Acetone should be stored away from strong oxidizers, such as concentrated nitric and sulfuric acid mixtures. It may explode when stored with chloroform in the presence of a base. When oxidized without combustion, for example with hydrogen peroxide, acetone may form acetone peroxide, a highly unstable primary explosive. Acetone peroxide may be formed accidentally, e.g. when waste peroxide is poured into waste solvents.

=== Toxicity ===
Acetone occurs naturally as part of certain metabolic processes in the human body, and has been studied extensively and is believed to exhibit only slight toxicity in normal use. There is no strong evidence of chronic health effects if basic precautions are followed. It is generally recognized to have low acute and chronic toxicity if ingested and/or inhaled. Acetone is not regarded as a carcinogen, a mutagen, or a concern for chronic neurotoxicity effects.
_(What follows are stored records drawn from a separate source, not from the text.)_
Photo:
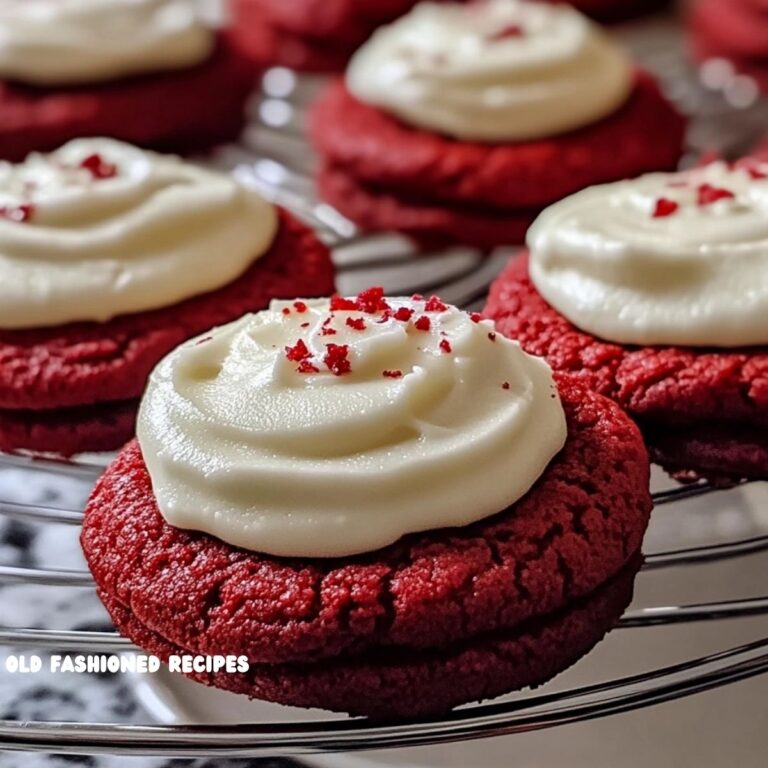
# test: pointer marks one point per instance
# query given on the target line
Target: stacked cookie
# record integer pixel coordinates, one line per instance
(654, 292)
(151, 72)
(459, 123)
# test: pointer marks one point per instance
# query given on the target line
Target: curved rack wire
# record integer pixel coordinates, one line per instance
(274, 157)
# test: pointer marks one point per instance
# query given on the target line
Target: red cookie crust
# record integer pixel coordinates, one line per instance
(68, 431)
(430, 225)
(645, 134)
(672, 388)
(87, 363)
(181, 111)
(578, 527)
(397, 685)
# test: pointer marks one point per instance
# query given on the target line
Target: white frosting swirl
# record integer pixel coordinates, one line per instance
(242, 445)
(64, 42)
(136, 231)
(677, 259)
(501, 70)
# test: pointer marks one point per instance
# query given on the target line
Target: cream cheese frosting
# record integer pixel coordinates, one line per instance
(499, 70)
(670, 259)
(66, 42)
(322, 430)
(100, 228)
Acetone can be found as an ingredient in a variety of consumer products ranging from cosmetics to processed and unprocessed foods. The United States Food and Drug Administration rates acetone as a generally recognized as safe (GRAS) substance when present in food and drink at concentrations from 5 to 8 mg/L.

Acetone is an irritant, causing mild skin and moderate-to-severe eye irritation. Like many other solvents, acetone may depress the central nervous system at high vapor concentrations. Acute toxicity for mice by ingestion (LD_{50}) is 3 g/kg, and by inhalation (LC_{50}) is 44 g/m^{3} over 4 hours.
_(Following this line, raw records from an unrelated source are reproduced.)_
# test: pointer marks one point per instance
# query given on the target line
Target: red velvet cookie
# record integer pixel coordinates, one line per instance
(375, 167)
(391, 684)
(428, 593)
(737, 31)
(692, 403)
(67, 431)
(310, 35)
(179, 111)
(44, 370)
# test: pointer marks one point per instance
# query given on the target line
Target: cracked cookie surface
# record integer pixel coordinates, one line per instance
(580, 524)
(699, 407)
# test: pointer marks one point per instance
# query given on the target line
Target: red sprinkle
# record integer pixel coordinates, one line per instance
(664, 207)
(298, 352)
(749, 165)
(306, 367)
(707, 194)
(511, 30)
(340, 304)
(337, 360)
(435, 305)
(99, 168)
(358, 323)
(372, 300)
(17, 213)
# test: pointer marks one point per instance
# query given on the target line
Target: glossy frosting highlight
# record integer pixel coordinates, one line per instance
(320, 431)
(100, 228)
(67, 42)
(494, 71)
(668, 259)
=== EPA classification ===
In 1995, the United States Environmental Protection Agency (EPA) removed acetone from the list of volatile organic compounds. The companies requesting the removal argued that it would "contribute to the achievement of several important environmental goals and would support EPA's pollution prevention efforts", and that acetone could be used as a substitute for several compounds that are listed as hazardous air pollutants (HAP) under section 112 of the Clean Air Act. In making its decision EPA conducted an extensive review of the available toxicity data on acetone, which was continued through the 2000s. It found that the evaluable "data are inadequate for an assessment of the human carcinogenic potential of acetone".

==Abiotic sources==
On 30 July 2015, scientists reported that upon the first touchdown of the Philae lander on comet 67P's surface, measurements by the COSAC and Ptolemy instruments revealed sixteen organic compounds, four of which were seen for the first time on a comet, including acetamide, acetone, methyl isocyanate, and propionaldehyde.